London, Great Britain - A joint investigation between U.S. Immigration and Customs Enforcement’s (ICE) Homeland Security Investigations (HSI), the City of London Police, and the Motion Picture Association of America led to the arrest of a man suspected of leaking top hit movies, including The Expendables 3, on the Internet.

The City of London’s Police Intellectual Property Crime Unit (PIPCU) unit arrested the 26-year-old at his workplace in Leeds yesterday morning before taking him to a local police station for questioning.

The suspect is believed to be involved in obtaining high-quality films and leaking them on to the Internet. It is estimated his actions are costing the industry millions of dollars.

Officers from PIPCU and HSI searched the man’s home in Halifax where several computers and mobile devices were seized.

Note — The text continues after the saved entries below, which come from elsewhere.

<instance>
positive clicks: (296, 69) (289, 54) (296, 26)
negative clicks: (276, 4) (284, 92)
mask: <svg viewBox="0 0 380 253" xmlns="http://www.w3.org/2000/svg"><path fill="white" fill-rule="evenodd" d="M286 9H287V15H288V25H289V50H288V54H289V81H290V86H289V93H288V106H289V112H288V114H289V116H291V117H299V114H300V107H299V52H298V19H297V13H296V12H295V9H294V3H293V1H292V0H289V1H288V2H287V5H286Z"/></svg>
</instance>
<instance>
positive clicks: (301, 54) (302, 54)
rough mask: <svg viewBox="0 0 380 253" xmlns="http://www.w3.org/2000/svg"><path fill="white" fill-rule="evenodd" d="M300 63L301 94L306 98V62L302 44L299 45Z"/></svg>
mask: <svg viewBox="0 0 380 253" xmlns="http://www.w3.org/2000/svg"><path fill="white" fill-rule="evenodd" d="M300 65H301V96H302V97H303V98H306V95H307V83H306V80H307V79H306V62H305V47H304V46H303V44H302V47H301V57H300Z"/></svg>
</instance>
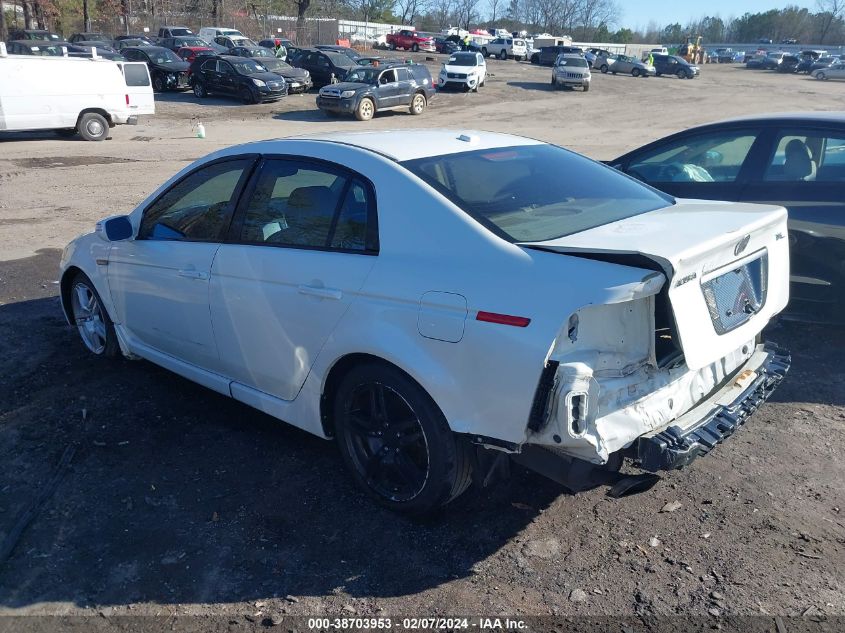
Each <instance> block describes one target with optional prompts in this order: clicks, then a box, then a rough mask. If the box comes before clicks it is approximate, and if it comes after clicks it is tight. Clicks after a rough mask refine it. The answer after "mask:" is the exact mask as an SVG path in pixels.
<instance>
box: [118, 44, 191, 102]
mask: <svg viewBox="0 0 845 633" xmlns="http://www.w3.org/2000/svg"><path fill="white" fill-rule="evenodd" d="M120 54H121V55H123V56H124V57H125V58H126V59H128V60H129V61H130V62H146V64H147V68H149V70H150V79H151V80H152V82H153V90H155V91H156V92H164V91H165V90H186V89H188V88H190V87H191V85H190V83H189V80H188V70H189V69H190V68H191V65H190V64H189V63H188V62H186V61H183V60H182V58H180V57H179V56H178V55H177V54H176V53H174V52H173V51H171V50H170V49H169V48H164V47H162V46H139V47H136V48H124V49H121V51H120Z"/></svg>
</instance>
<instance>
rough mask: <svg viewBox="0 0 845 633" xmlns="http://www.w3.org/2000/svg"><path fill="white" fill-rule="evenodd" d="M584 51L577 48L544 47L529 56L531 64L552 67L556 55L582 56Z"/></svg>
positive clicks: (550, 46)
mask: <svg viewBox="0 0 845 633" xmlns="http://www.w3.org/2000/svg"><path fill="white" fill-rule="evenodd" d="M583 54H584V51H583V50H582V49H580V48H578V47H577V46H544V47H543V48H541V49H540V50H539V51H535V52H534V53H532V54H531V63H532V64H540V65H541V66H554V63H555V60H556V59H557V57H558V55H583Z"/></svg>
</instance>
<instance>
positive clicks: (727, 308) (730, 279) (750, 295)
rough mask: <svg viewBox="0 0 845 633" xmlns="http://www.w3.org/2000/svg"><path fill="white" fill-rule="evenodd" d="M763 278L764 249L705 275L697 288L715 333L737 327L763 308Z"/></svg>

“Tackling virtual piracy remains a top priority for law enforcement. Too often these types of crimes are regarded as immaterial because they are seemingly without victims; however, when a business suffers a loss, it is felt at all levels, from the C-suite to the mailroom. In cases such as this, preventing piracy is akin to protecting people’s livelihoods,” said Matthew Etre, U.S. Embassy London's attaché for HSI. “This arrest is yet another success story highlighting what strong, collaborative relationships between law enforcement agencies can accomplish. HSI London values its relationship with the PIPCU and continues to work closely with them to battle against intellectual property crime.”

“[This] action should serve as a warning to online pirates,” said Mick Dodge, detective inspector for the City of London Police. “The UK is not a safe haven for criminals seeking to attack international businesses from our shores. Working with our law enforcement partners worldwide, PIPCU is coming down hard on criminals who are exploiting intellectual property for their own financial gain.”

Sylvester Stallone, star and co-author of The Expendables 3 said, "I’d like to thank the Police Intellectual Property Crime Unit (PIPCU) at the City of London Police for working with U.S. Homeland Security Investigations to apprehend the suspect in this case. It is important to protect the rights of creatives around the world from theft.”

Thursday’s arrest stems from a probe initiated in July 2014 by HSI special agents in Los Angeles after the agency received a tip regarding possible movie piracy from film industry representatives.